Initié, poète, voyant, conteur imaginatif, correspondant terrestre d’une centrale psychique… L’explication du génie de Howard Philips Lovecraft importe moins que sa place au sein d’une littérature qui est définition même de l’imaginaire car elle ne lui assigne aucune limite. Son œuvre suit un courant du fantastique où figurent des auteurs tels que Kafka, Borges ou Henry James, qui subordonne la composition à des références culturelles : psychanalyse, histoire des religions, métaphysique ou valeurs esthétiques.

Patrick Modiano

Comment s’est progressivement forgée la fameuse petite musique modianesque : des personnages à l’identité trouble, un mélange de flou et de précision dans le style, la passion des noms propres, une mémoire confuse et néanmoins obsessionnelle, hantée par les périodes les plus sombres de l’histoire française – la collaboration – et par les faits divers les plus tragiques.

Lewis Carroll

II y a plusieurs personnages en Lewis Carroll (de son vrai nom Charles Dodgson), victime de l’éducation puritaine de l’époque victorienne : d’une part le logicien rigoureux, formé par son père à la sévère discipline de la logique mathématique, le professeur, le clergyman digne et austère. D’autre part le fantaisiste plein d’humour, l’artiste, le magicien créateur de mondes imaginaires, le poète plus sensible que quiconque a la fraîcheur d’une âme d’enfant et à la grâce d’un sourire de petite fille. Et aussi l’homme de chair, amateur de beauté féminine, en butte aux tentations de ce qu’il avait été conditionné à appeler le péché.

Albert Camus

Né en Algérie et issu d’une famille très pauvre, émigrée ou transplantée, et sans culture autre que populaire, rien ne prédisposait Camus à devenir l’immense écrivain et penseur qu’il fut.

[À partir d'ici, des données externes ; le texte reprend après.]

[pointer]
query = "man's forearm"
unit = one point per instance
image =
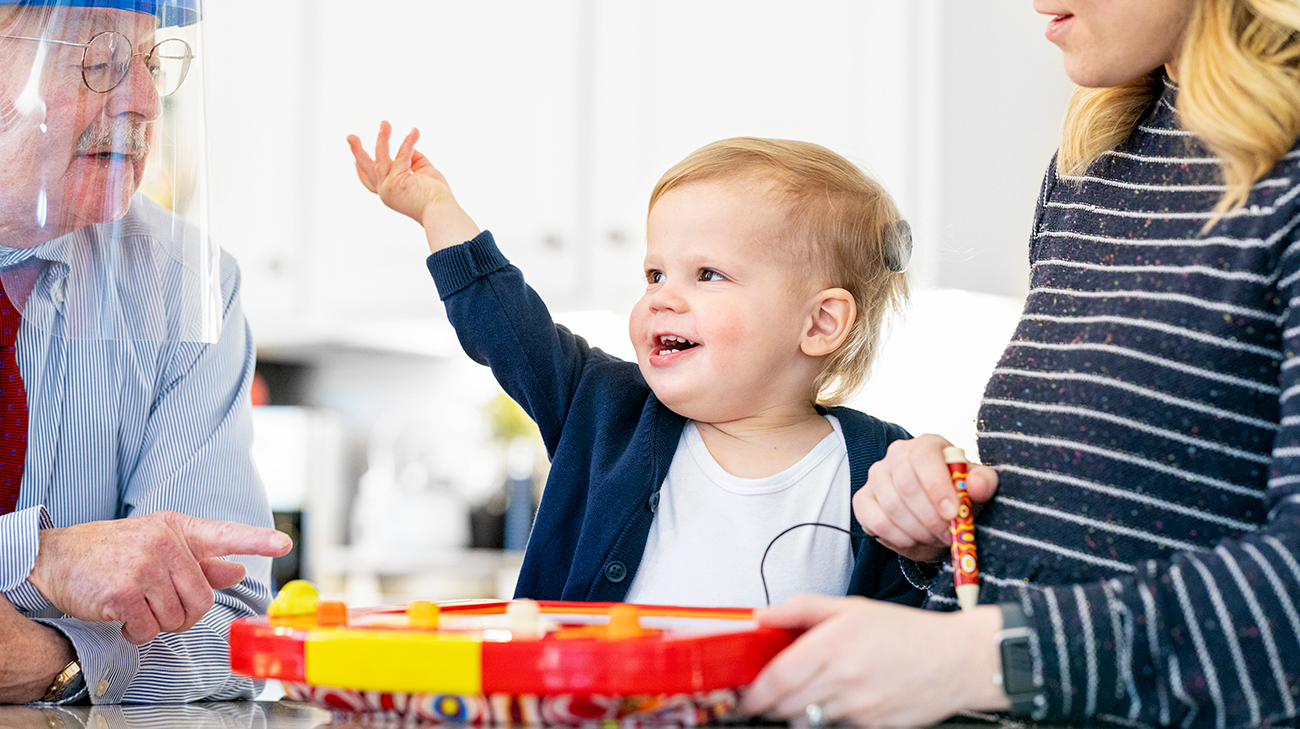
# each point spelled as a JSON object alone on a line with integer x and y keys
{"x": 31, "y": 656}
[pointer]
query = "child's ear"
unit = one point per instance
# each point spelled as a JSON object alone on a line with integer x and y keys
{"x": 833, "y": 312}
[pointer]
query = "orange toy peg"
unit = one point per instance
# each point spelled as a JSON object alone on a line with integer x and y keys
{"x": 962, "y": 529}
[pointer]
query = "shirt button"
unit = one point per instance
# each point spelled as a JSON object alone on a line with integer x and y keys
{"x": 615, "y": 572}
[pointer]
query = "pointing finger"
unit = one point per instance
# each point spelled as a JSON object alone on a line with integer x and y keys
{"x": 209, "y": 538}
{"x": 221, "y": 573}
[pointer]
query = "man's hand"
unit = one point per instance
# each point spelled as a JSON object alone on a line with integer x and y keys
{"x": 412, "y": 186}
{"x": 909, "y": 498}
{"x": 878, "y": 664}
{"x": 31, "y": 655}
{"x": 152, "y": 573}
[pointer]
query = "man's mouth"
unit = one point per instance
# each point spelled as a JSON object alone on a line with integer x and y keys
{"x": 671, "y": 345}
{"x": 115, "y": 143}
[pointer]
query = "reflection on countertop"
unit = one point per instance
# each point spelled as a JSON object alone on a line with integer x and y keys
{"x": 209, "y": 715}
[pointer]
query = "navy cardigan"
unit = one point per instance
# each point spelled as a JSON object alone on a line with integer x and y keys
{"x": 610, "y": 439}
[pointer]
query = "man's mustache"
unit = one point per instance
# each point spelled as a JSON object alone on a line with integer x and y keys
{"x": 128, "y": 139}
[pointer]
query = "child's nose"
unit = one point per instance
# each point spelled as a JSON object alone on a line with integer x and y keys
{"x": 667, "y": 298}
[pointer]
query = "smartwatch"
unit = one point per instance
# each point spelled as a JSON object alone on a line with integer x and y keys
{"x": 1017, "y": 676}
{"x": 66, "y": 685}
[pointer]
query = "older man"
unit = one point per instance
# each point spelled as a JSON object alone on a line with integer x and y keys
{"x": 124, "y": 339}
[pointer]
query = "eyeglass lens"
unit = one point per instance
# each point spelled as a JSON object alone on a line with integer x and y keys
{"x": 108, "y": 61}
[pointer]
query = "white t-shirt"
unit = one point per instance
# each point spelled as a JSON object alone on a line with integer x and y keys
{"x": 711, "y": 529}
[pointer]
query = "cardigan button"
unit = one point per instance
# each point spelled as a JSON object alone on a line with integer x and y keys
{"x": 615, "y": 572}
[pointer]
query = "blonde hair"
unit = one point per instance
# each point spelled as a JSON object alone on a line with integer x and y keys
{"x": 849, "y": 225}
{"x": 1239, "y": 92}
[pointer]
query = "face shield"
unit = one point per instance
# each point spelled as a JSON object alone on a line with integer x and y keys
{"x": 103, "y": 183}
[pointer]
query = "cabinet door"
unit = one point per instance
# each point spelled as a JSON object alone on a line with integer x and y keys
{"x": 256, "y": 109}
{"x": 671, "y": 76}
{"x": 490, "y": 86}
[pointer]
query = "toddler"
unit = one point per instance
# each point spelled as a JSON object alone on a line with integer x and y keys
{"x": 715, "y": 469}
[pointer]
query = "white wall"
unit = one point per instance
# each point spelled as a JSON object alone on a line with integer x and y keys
{"x": 553, "y": 120}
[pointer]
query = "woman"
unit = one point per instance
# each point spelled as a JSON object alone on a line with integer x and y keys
{"x": 1142, "y": 429}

Consacré par l’attribution du prix Nobel de littérature en 1957, Camus est l’auteur d’une œuvre exceptionnelle. Sa réflexion sur l’absurde dans la condition humaine et sa défense de la révolte comme un moyen de donner sens à l’existence ont marqué la pensée de la seconde moitié du XXe siècle.

Colette

« Je veux faire ce que je veux », disait Colette. Cette liberté, qui fut celle de la femme, tout au long de sa vie, fut aussi celle de l’écrivain occupé à bâtir une oeuvre à l’écart des grands mouvements littéraires et idéologiques de la première moitié du XXe siècle. Au risque d’être elle-même tenue à l’écart de l’institution littéraire.